What you need to know about APIs
APIs are ubiquitous in our industry. From payment APIs like Stripe and PayPal to communication services like Twilio to the ever-growing list of AWS services, it seems that every company and concept has an associated API.
And yet, despite their popularity and the abundance of tools and services to create, operate, and monitor them, developers and businesses still struggle with the high cost of creating APIs.
Let’s take a deeper look at what an API really is, why they exist, why carrying business data between companies remains challenging and expensive in 2022, and what business and technical leaders can do to overcome those challenges.
What is an API, really?
APIs are abstraction boundaries between disparate systems – two modules in a software architecture, two regions in a multi-region application deployment, or two companies that need to share business data. Over the years they’ve grown from a simple way to isolate the details between two systems to being full-fledged security firewalls, and more.

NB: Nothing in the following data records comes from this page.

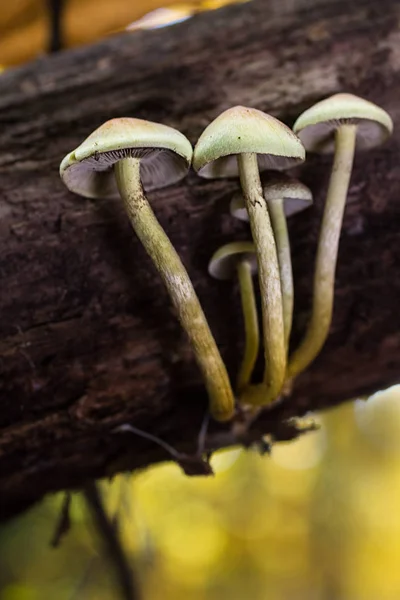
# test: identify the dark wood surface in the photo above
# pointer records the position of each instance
(88, 339)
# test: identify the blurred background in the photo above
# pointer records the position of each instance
(318, 520)
(27, 26)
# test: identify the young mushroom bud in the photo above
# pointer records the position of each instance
(123, 157)
(238, 259)
(285, 197)
(243, 141)
(339, 124)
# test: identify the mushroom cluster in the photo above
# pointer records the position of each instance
(127, 157)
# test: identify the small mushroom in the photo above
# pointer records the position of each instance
(238, 259)
(285, 197)
(338, 124)
(243, 141)
(122, 157)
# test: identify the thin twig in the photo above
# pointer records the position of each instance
(63, 524)
(56, 42)
(127, 582)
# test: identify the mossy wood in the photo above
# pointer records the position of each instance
(88, 337)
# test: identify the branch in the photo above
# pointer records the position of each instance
(88, 339)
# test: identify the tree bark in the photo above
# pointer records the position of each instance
(88, 339)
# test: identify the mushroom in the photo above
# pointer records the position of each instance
(243, 141)
(239, 259)
(285, 197)
(122, 157)
(337, 124)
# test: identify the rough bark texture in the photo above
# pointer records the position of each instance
(88, 339)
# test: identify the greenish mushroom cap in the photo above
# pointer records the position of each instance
(241, 130)
(165, 155)
(317, 125)
(224, 262)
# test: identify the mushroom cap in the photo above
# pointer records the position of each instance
(240, 130)
(317, 125)
(295, 195)
(165, 156)
(224, 262)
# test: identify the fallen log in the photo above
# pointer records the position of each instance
(88, 339)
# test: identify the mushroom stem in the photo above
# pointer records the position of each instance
(179, 286)
(325, 266)
(279, 226)
(268, 275)
(252, 335)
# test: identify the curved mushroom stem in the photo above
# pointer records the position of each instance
(179, 286)
(324, 276)
(252, 334)
(268, 275)
(279, 226)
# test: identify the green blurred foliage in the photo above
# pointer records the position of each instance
(318, 520)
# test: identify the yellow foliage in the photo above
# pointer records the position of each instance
(319, 518)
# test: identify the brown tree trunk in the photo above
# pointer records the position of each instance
(88, 339)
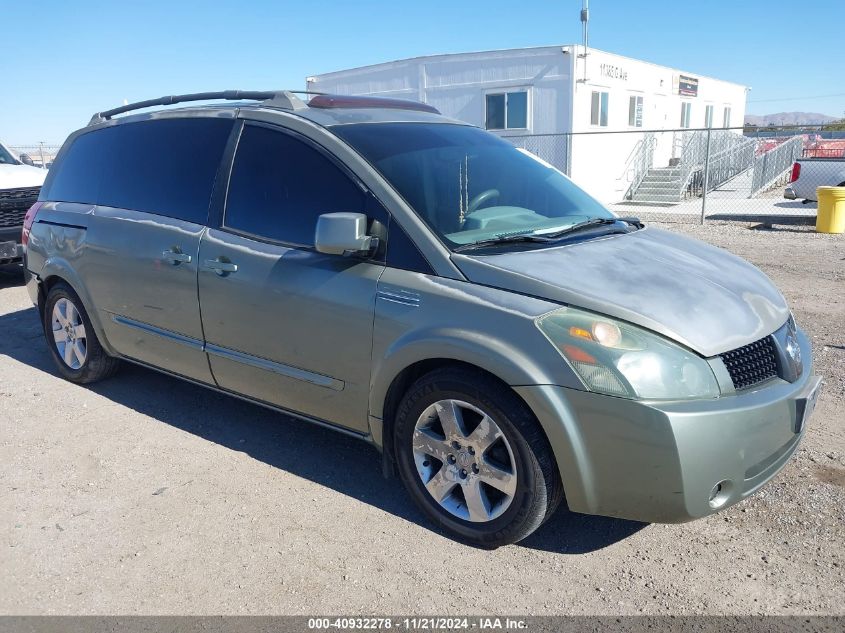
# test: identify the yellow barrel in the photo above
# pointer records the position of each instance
(831, 215)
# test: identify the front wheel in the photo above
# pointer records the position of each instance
(474, 458)
(73, 343)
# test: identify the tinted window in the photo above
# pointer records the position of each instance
(403, 253)
(280, 185)
(76, 176)
(165, 166)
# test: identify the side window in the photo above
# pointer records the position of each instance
(165, 166)
(280, 185)
(76, 176)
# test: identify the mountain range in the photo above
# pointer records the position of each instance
(788, 118)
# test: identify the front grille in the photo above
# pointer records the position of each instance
(14, 203)
(751, 364)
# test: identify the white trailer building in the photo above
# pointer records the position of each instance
(537, 96)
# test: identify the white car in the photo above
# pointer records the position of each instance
(19, 188)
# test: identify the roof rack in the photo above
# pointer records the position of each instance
(286, 99)
(348, 101)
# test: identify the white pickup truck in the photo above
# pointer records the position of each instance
(19, 187)
(809, 173)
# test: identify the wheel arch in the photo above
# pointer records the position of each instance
(413, 372)
(59, 271)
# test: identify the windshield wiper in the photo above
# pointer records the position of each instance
(503, 239)
(546, 237)
(580, 226)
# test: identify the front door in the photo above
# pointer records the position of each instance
(283, 323)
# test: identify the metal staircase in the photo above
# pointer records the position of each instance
(730, 155)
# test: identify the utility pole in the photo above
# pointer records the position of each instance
(585, 31)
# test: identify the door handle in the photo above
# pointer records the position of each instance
(222, 268)
(176, 257)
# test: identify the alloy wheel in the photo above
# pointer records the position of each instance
(69, 334)
(464, 461)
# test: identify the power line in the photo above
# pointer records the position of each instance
(838, 94)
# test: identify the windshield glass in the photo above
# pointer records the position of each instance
(6, 157)
(470, 185)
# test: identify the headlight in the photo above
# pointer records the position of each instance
(620, 359)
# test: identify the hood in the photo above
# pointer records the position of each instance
(701, 296)
(14, 176)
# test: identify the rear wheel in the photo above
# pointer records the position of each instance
(474, 459)
(71, 338)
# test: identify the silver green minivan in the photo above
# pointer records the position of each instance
(368, 265)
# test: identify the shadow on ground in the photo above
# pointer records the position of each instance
(282, 441)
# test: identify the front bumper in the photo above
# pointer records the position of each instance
(660, 461)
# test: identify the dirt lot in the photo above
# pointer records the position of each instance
(147, 495)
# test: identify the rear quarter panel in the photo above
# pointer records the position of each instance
(57, 242)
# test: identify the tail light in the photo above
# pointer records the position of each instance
(28, 219)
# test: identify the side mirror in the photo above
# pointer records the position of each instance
(343, 234)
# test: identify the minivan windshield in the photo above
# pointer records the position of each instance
(471, 186)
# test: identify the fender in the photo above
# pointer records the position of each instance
(497, 357)
(59, 267)
(506, 362)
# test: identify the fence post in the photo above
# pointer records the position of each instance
(706, 176)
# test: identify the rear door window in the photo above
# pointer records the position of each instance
(281, 184)
(164, 166)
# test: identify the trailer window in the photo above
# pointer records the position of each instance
(686, 107)
(635, 111)
(598, 109)
(507, 110)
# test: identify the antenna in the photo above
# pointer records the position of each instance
(585, 31)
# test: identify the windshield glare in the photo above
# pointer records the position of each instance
(470, 185)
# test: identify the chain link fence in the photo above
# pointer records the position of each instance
(39, 154)
(692, 175)
(677, 175)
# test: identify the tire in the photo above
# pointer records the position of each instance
(72, 340)
(493, 427)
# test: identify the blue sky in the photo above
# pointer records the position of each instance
(64, 60)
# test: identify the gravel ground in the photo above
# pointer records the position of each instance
(146, 495)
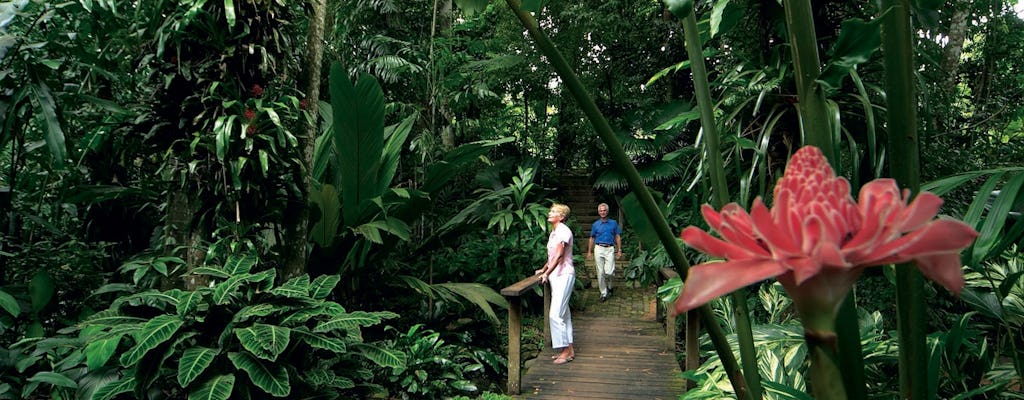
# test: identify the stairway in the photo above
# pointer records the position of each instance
(578, 192)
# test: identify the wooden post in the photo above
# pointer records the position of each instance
(692, 344)
(515, 332)
(547, 315)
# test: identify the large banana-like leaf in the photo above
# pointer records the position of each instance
(158, 330)
(8, 303)
(193, 362)
(266, 342)
(42, 100)
(323, 285)
(112, 390)
(240, 264)
(99, 351)
(396, 136)
(479, 295)
(270, 378)
(217, 388)
(326, 198)
(294, 287)
(321, 342)
(439, 173)
(358, 139)
(383, 357)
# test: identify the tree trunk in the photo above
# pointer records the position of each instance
(954, 47)
(298, 232)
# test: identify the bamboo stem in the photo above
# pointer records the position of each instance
(627, 168)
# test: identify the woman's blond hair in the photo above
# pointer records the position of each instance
(561, 210)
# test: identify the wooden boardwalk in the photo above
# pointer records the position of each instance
(622, 353)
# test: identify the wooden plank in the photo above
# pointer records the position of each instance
(616, 358)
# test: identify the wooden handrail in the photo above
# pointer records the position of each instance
(514, 294)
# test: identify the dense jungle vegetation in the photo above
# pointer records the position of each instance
(256, 198)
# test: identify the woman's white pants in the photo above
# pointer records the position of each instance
(560, 318)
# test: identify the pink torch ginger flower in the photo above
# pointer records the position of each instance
(816, 239)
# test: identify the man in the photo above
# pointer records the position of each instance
(607, 235)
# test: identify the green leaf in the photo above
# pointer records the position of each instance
(42, 100)
(40, 291)
(680, 8)
(333, 345)
(217, 388)
(857, 42)
(157, 330)
(223, 291)
(189, 301)
(240, 264)
(271, 379)
(396, 136)
(294, 287)
(323, 285)
(266, 342)
(349, 321)
(470, 7)
(53, 379)
(229, 12)
(358, 139)
(326, 228)
(98, 352)
(381, 356)
(112, 390)
(193, 362)
(211, 271)
(9, 304)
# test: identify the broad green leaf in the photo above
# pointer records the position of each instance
(40, 291)
(294, 287)
(217, 388)
(323, 285)
(270, 378)
(158, 330)
(326, 228)
(98, 352)
(266, 342)
(53, 379)
(680, 8)
(857, 42)
(193, 362)
(112, 390)
(321, 342)
(9, 304)
(212, 271)
(358, 139)
(240, 264)
(470, 7)
(45, 109)
(229, 12)
(189, 301)
(350, 321)
(223, 291)
(381, 356)
(396, 136)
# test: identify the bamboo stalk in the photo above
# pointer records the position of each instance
(720, 192)
(904, 166)
(627, 168)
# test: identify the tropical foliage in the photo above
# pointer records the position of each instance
(190, 209)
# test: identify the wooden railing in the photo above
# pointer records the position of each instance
(514, 296)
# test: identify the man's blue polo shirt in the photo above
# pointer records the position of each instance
(604, 232)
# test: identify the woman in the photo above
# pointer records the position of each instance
(559, 271)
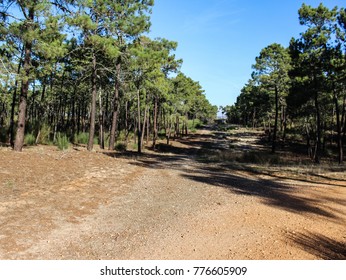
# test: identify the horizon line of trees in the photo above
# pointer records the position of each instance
(85, 66)
(299, 93)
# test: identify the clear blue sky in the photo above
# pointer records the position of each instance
(219, 39)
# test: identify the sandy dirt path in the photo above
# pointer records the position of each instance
(80, 205)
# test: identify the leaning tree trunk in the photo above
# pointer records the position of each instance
(139, 131)
(93, 105)
(14, 99)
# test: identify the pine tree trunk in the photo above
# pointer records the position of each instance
(14, 100)
(93, 106)
(318, 130)
(139, 132)
(101, 121)
(276, 119)
(115, 109)
(155, 124)
(338, 128)
(19, 141)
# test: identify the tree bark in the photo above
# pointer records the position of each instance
(14, 100)
(276, 119)
(93, 105)
(155, 124)
(139, 132)
(19, 141)
(115, 108)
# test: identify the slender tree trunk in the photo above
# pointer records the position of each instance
(93, 105)
(144, 124)
(115, 109)
(155, 123)
(139, 132)
(19, 141)
(338, 128)
(14, 101)
(101, 121)
(318, 130)
(276, 119)
(126, 123)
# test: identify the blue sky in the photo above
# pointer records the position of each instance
(219, 39)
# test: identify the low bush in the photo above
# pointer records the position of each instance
(29, 139)
(62, 141)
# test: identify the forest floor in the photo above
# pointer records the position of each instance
(212, 195)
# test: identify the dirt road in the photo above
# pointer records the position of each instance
(165, 205)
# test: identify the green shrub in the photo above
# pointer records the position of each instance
(82, 138)
(3, 136)
(62, 141)
(29, 139)
(44, 137)
(120, 146)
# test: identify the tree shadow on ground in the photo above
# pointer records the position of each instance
(320, 246)
(272, 193)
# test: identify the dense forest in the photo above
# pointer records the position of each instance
(298, 94)
(82, 71)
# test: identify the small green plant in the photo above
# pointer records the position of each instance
(62, 141)
(29, 139)
(120, 146)
(44, 136)
(82, 138)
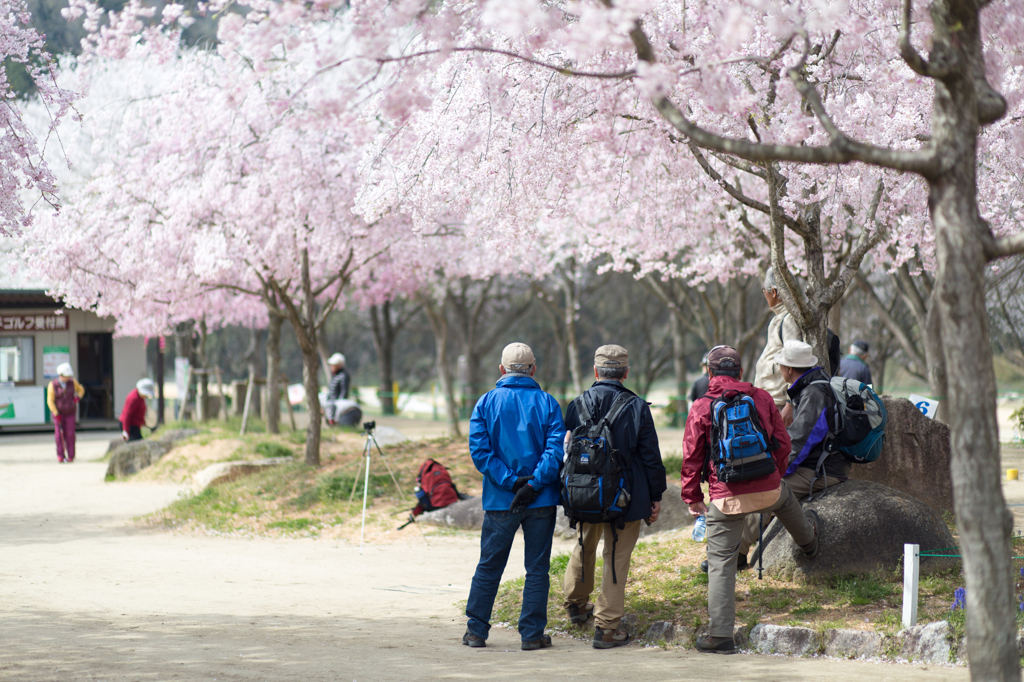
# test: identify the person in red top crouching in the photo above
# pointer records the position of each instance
(730, 503)
(133, 414)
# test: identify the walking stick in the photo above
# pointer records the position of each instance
(761, 546)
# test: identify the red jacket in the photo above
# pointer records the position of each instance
(698, 429)
(133, 413)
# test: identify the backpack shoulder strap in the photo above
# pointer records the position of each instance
(584, 410)
(621, 402)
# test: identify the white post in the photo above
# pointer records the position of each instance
(911, 570)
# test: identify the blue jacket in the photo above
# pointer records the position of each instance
(516, 430)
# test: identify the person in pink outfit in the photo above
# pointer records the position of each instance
(61, 396)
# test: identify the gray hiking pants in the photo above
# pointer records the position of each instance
(724, 531)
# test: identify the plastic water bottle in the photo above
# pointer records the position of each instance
(700, 529)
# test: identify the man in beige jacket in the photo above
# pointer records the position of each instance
(767, 374)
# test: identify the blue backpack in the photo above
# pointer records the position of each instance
(857, 425)
(739, 449)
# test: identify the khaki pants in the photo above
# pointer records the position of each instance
(579, 584)
(800, 482)
(723, 546)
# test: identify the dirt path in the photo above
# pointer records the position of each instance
(85, 597)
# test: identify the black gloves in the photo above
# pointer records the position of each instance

APIs, especially “public” APIs that form a company’s externally visible surface area, are usually responsible for many jobs:
- Expressing the API owner’s data model – the “shape” of information that an API can accept and/or deliver
- Expressing the API owner’s workflow model – what has to be done, in what order, for jobs or steps to be accomplished successfully when a sequence of API calls is required over time
- Data model and workflow evolution – as business needs evolve, handling the modeling of those inevitable changes by versioning the API (and potentially its clients)
- Security, encryption, identity, authentication, and authorization – given that anyone could attempt to use the API, which people or machines are actually permitted to use it, and, when their permissions are not homogeneous, deciding who gets what level of privilege (and how you know they are who they say they are)
- Operational firewalls – defending against DDOS and other forms of attacks, applying (potentially client-specific) throttles and quotas
- Monitoring and analytics – using calls to the API (and the identity of the callers) for both operational integrity and business analytics, so that the API owner has a clear picture of who’s doing what on their systems
That’s a lot of work for any portion of a company’s architecture to perform, but we’re still not done: APIs also have to worry about the content of what they carry.
Let’s peer into an API’s payload next to see why this can be an even bigger challenge than the list above.
API Payloads
While aspects like security are obviously critical, APIs are only useful to the degree that they can carry information between two or more parties. Let’s examine the ways in which APIs are used as a way to understand why the content carried by the API can be even more challenging than developing and operating the API itself.
While there are as many uses for APIs as there are companies and developers, we can generally group them into a few categories:
- Control APIs. Control APIs are “verbs”; they allow one party to tell another to “do something”. Control APIs can be chained together into more complex workflows, for example creating a shopping cart, filling it with items, and then eventually checking out to purchase the content of the cart. Webhooks and other “callback” mechanisms allow the control relationship to be reversed, so that an API owner can also tell a client to perform some action.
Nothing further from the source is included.